In Weselberg ist sie auf dem Sportplatz groß geworden. Sie war ein fröhliches Kind, hat – wenn die Hausaufgaben erledigt waren – die Nachmittage von „zwei bis um sieben“, wie ihre Mutter Ruth erzählt, mit ihren Freunden Fußball gespielt. Sie war gut, kam als Jugendliche ins Auswahltraining nach Münchweiler zu Patrik Müller. Von dort aus ging’s nach Saarbrücken ins Internat und zum damaligen Zweitligisten 1. FC Saarbrücken, für den sie 2009 mit 32 Treffern Torschützenkönigin der 2. Liga wurde. Ihr erstes Länderspiel hatte sie da längst bestritten – beim historischen ersten U15-Länderspiel in der DFB-Geschichte überhaupt – im Mai 2003 in Solingen gegen die Niederlande. Beim 1:0 für die deutsche Auswahl ist sie in der zweiten Halbzeit eingewechselt worden.

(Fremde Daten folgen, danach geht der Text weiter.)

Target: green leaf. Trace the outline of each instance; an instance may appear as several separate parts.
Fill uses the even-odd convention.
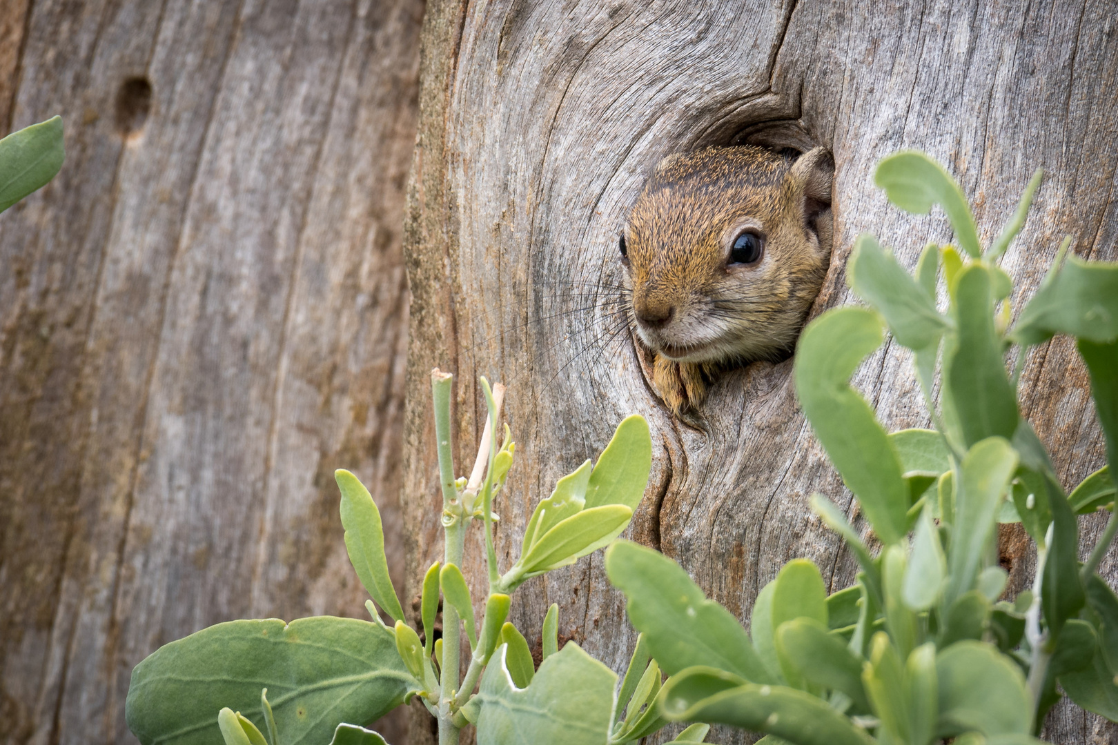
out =
[[[536,675],[536,663],[532,661],[532,651],[528,649],[528,640],[511,623],[501,627],[501,638],[499,644],[504,644],[506,651],[503,665],[517,688],[527,688]]]
[[[1058,484],[1048,483],[1048,497],[1052,508],[1052,543],[1044,560],[1041,609],[1049,633],[1057,639],[1064,621],[1079,613],[1087,598],[1079,577],[1079,524],[1076,514]]]
[[[807,558],[794,558],[776,575],[773,591],[773,625],[807,618],[827,625],[827,591],[819,567]]]
[[[485,745],[605,745],[617,676],[568,642],[540,663],[527,688],[510,676],[501,648],[482,675],[477,742]],[[514,687],[515,686],[515,687]]]
[[[1118,264],[1083,261],[1074,256],[1045,278],[1029,300],[1011,338],[1032,345],[1053,334],[1068,334],[1096,344],[1118,340]]]
[[[606,552],[606,573],[625,593],[629,622],[667,675],[705,665],[746,680],[771,680],[733,614],[707,600],[671,558],[619,541]]]
[[[827,628],[834,631],[858,623],[861,596],[862,588],[856,584],[827,595]]]
[[[509,618],[509,606],[512,604],[512,599],[509,595],[502,594],[500,592],[494,592],[485,601],[485,618],[482,619],[482,636],[477,640],[477,648],[481,650],[481,659],[487,660],[493,650],[496,649],[499,639],[501,638],[501,629],[504,624],[504,620]],[[552,608],[555,608],[552,605]],[[547,639],[547,633],[544,633],[544,639]],[[547,648],[547,642],[544,641],[544,649]]]
[[[1025,218],[1029,217],[1029,207],[1033,203],[1033,194],[1036,193],[1036,188],[1041,185],[1041,179],[1043,178],[1043,169],[1036,169],[1033,172],[1033,178],[1029,180],[1029,185],[1025,187],[1025,193],[1021,195],[1021,201],[1017,202],[1017,209],[1013,212],[1013,217],[1005,223],[1002,235],[997,237],[994,245],[986,251],[987,259],[993,260],[1004,254],[1005,249],[1013,242],[1013,239],[1021,232],[1021,229],[1025,227]]]
[[[0,140],[0,212],[47,185],[65,160],[60,116]]]
[[[728,724],[798,745],[872,745],[863,729],[825,701],[785,686],[741,684],[713,668],[690,668],[660,691],[669,719]]]
[[[708,732],[710,732],[709,724],[693,724],[676,735],[675,739],[667,745],[673,745],[673,743],[676,745],[680,743],[701,743],[707,737]]]
[[[998,603],[989,614],[989,630],[997,641],[997,648],[1007,652],[1015,649],[1025,636],[1025,617],[1017,613],[1013,605]]]
[[[940,589],[947,579],[947,558],[939,543],[939,529],[931,519],[931,509],[925,507],[916,525],[912,555],[904,570],[901,598],[913,611],[926,611],[939,600]]]
[[[143,745],[210,745],[219,737],[214,713],[222,706],[265,726],[260,688],[267,687],[283,745],[316,745],[342,722],[383,716],[416,682],[395,634],[378,623],[332,617],[230,621],[140,662],[125,718]]]
[[[594,466],[586,489],[586,506],[625,505],[636,512],[651,472],[648,422],[637,414],[626,417]]]
[[[951,221],[959,246],[976,259],[982,256],[975,219],[963,190],[928,155],[915,150],[893,153],[878,164],[873,182],[906,212],[927,214],[932,204],[939,204]]]
[[[260,711],[264,716],[264,724],[267,725],[268,738],[272,745],[280,745],[280,729],[276,727],[275,715],[272,714],[272,705],[268,704],[268,689],[260,689]]]
[[[1118,287],[1115,290],[1118,292]],[[1107,436],[1107,462],[1118,472],[1118,342],[1095,344],[1081,338],[1079,355],[1091,373],[1095,412]]]
[[[862,711],[870,701],[862,688],[862,659],[850,651],[840,637],[812,619],[786,621],[776,630],[776,646],[781,659],[809,684],[841,690]]]
[[[944,436],[934,429],[902,429],[889,433],[904,476],[926,474],[938,477],[951,469],[950,452]]]
[[[435,643],[435,617],[438,614],[438,562],[430,565],[423,579],[423,593],[419,595],[419,615],[423,619],[424,653],[430,657]]]
[[[404,621],[396,622],[395,631],[396,651],[399,652],[400,659],[407,666],[408,672],[416,680],[426,680],[427,658],[424,656],[423,642],[419,641],[419,634]]]
[[[1087,669],[1098,650],[1098,639],[1095,629],[1087,621],[1069,619],[1055,641],[1055,649],[1049,660],[1044,681],[1036,701],[1036,725],[1043,726],[1044,717],[1061,698],[1057,690],[1057,679],[1062,680],[1065,674],[1076,674]],[[1074,699],[1073,699],[1074,700]]]
[[[853,306],[804,329],[795,357],[796,394],[832,462],[885,544],[907,533],[908,489],[900,459],[850,376],[881,345],[881,319]]]
[[[939,718],[936,644],[921,644],[909,655],[904,662],[904,698],[908,703],[912,742],[923,745],[931,741]]]
[[[1032,701],[1021,668],[993,644],[960,641],[936,657],[939,724],[936,735],[1030,732]]]
[[[806,618],[827,625],[827,592],[818,567],[806,558],[796,558],[785,564],[776,577],[773,589],[773,628],[779,631],[780,624],[798,618]],[[779,642],[779,636],[774,637]],[[803,678],[797,675],[796,667],[781,653],[780,644],[776,644],[777,659],[785,680],[794,688],[804,688]]]
[[[626,705],[624,719],[626,728],[636,720],[641,707],[648,703],[650,697],[660,693],[660,666],[656,665],[656,660],[650,660],[641,679],[637,680],[636,688],[633,689],[633,696],[627,701],[617,701],[618,706]]]
[[[330,745],[388,745],[380,734],[356,724],[340,724]]]
[[[217,725],[221,729],[221,737],[225,739],[225,745],[258,745],[248,736],[248,732],[241,725],[243,719],[244,717],[235,714],[229,707],[225,707],[217,713]]]
[[[989,600],[977,590],[959,595],[942,614],[939,648],[946,649],[965,639],[982,639],[989,613]]]
[[[861,235],[846,265],[851,289],[885,317],[897,341],[922,350],[939,341],[947,319],[929,294],[873,236]]]
[[[1016,468],[1017,453],[1001,437],[977,442],[963,458],[961,479],[956,491],[956,519],[947,556],[946,605],[974,588],[994,535],[998,503]]]
[[[340,468],[334,471],[334,480],[342,493],[342,526],[345,528],[345,551],[350,563],[377,604],[394,621],[402,621],[404,609],[388,576],[380,510],[373,504],[372,495],[353,474]]]
[[[950,407],[967,447],[995,434],[1011,439],[1017,429],[1017,400],[1002,363],[985,267],[972,264],[959,271],[953,312],[958,344],[944,356],[945,408]]]
[[[1090,665],[1060,676],[1060,685],[1071,700],[1088,711],[1118,720],[1118,596],[1093,575],[1087,581],[1087,602],[1100,620]],[[1070,622],[1069,622],[1070,625]],[[1067,633],[1065,628],[1060,637]]]
[[[1087,581],[1087,602],[1101,620],[1099,649],[1107,665],[1118,674],[1118,596],[1096,574]]]
[[[1091,658],[1086,670],[1060,676],[1060,686],[1081,708],[1118,722],[1118,685],[1099,655]]]
[[[559,651],[559,603],[551,603],[543,617],[543,631],[540,634],[543,648],[543,659]]]
[[[1098,637],[1091,624],[1080,619],[1069,619],[1057,639],[1049,670],[1058,677],[1083,670],[1091,663],[1097,647]]]
[[[527,555],[552,527],[582,510],[586,505],[586,487],[590,481],[590,461],[587,460],[559,479],[551,496],[536,505],[536,510],[528,520],[528,527],[524,528],[521,556]]]
[[[466,624],[466,637],[470,638],[470,648],[477,647],[477,632],[474,629],[474,602],[470,596],[470,586],[466,577],[462,576],[462,570],[454,564],[446,564],[439,570],[438,584],[443,589],[443,600],[454,605],[458,611],[458,617]],[[447,633],[447,630],[443,630]],[[455,632],[456,633],[456,632]]]
[[[1099,507],[1112,504],[1115,494],[1110,467],[1103,466],[1079,483],[1079,486],[1068,495],[1068,503],[1077,515],[1090,515]]]
[[[629,658],[628,667],[625,668],[625,677],[622,678],[622,687],[617,693],[617,706],[614,707],[614,722],[622,718],[625,713],[625,705],[631,698],[633,698],[633,693],[636,690],[637,684],[641,681],[644,670],[648,660],[652,656],[648,653],[648,644],[644,640],[644,634],[638,633],[636,637],[636,646],[633,648],[633,656]]]
[[[873,701],[873,710],[889,735],[909,742],[908,701],[904,697],[904,671],[889,634],[879,631],[870,642],[870,661],[862,670],[862,684]]]
[[[574,564],[620,535],[631,519],[633,510],[625,505],[588,507],[548,531],[520,564],[525,574]]]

In Saarbrücken war sie – wie könnte es anders sein – erst mal verletzt. „Aber als ich sie das erste Mal habe spielen sehen, war mir gleich klar, dass es eine besondere Spielerin ist“, sagt ihr damaliger Trainer Winnie Klein. „Nadine hat etwas, was andere nicht haben. Sie ist eine absolute Führungspersönlichkeit“, sagt der Coach, der in ihr einen verlängerten Arm hatte. „Wenn es mal etwas gab, worüber ich mir tagelang Gedanken gemacht habe, dann kam sie und meinte, komm’ Trainer, ich mach’ das. Dann war’s auch erledigt“, sagt Winnie Klein, der den Werdegang seines ehemaligen Schützlings natürlich verfolgt und im vergangenen Jahr schon „stolz wie Oscar“ war, als sie Europas Fußballerin des Jahres geworden ist.

Nun ist „Kessi“, die in Folge einer Knie-Operation mal wieder pausiert, die beste Fußballerin der Welt. Und sie wird die gleiche bescheidene Person bleiben, die sie bisher war. Gerne fängt sie Sätze wie Miroslav Klose oder auch Welttrainer Joachim Löw mit dem netten „Wer mich kennt, der weiß, dass ich ...“ an. Und das macht sie, weil sie die Bodenhaftung nie verloren hat. Weltfußballerin zu werden, das hat sie „sprachlos“ gemacht.

Ihre ersten großen internationalen Erfolge hat sie mit Turbine Potsdam gefeiert. 2009 hatte sie den Schritt vom kleinen FCS zu einem der Topvereine gewagt. „Sie hat sich in jungen Jahren hier in einem für sie völlig anderen sportlichen wie kulturellen Umfeld durchgebissen. Und damit hat sie die Basis für das gelegt, was sie heute ist“, sagt Potsdams Trainer Bernd Schröder. Die Schule des berühmt-berüchtigten Schleifers war Nadine Keßler eine Lehre. „Ich war nie so fit wie nach der Vorbereitung in Potsdam“, erzählte sie damals. Vor allem stellte sie fest, dass die Quälerei sich am Ende einer Saison auszahlt.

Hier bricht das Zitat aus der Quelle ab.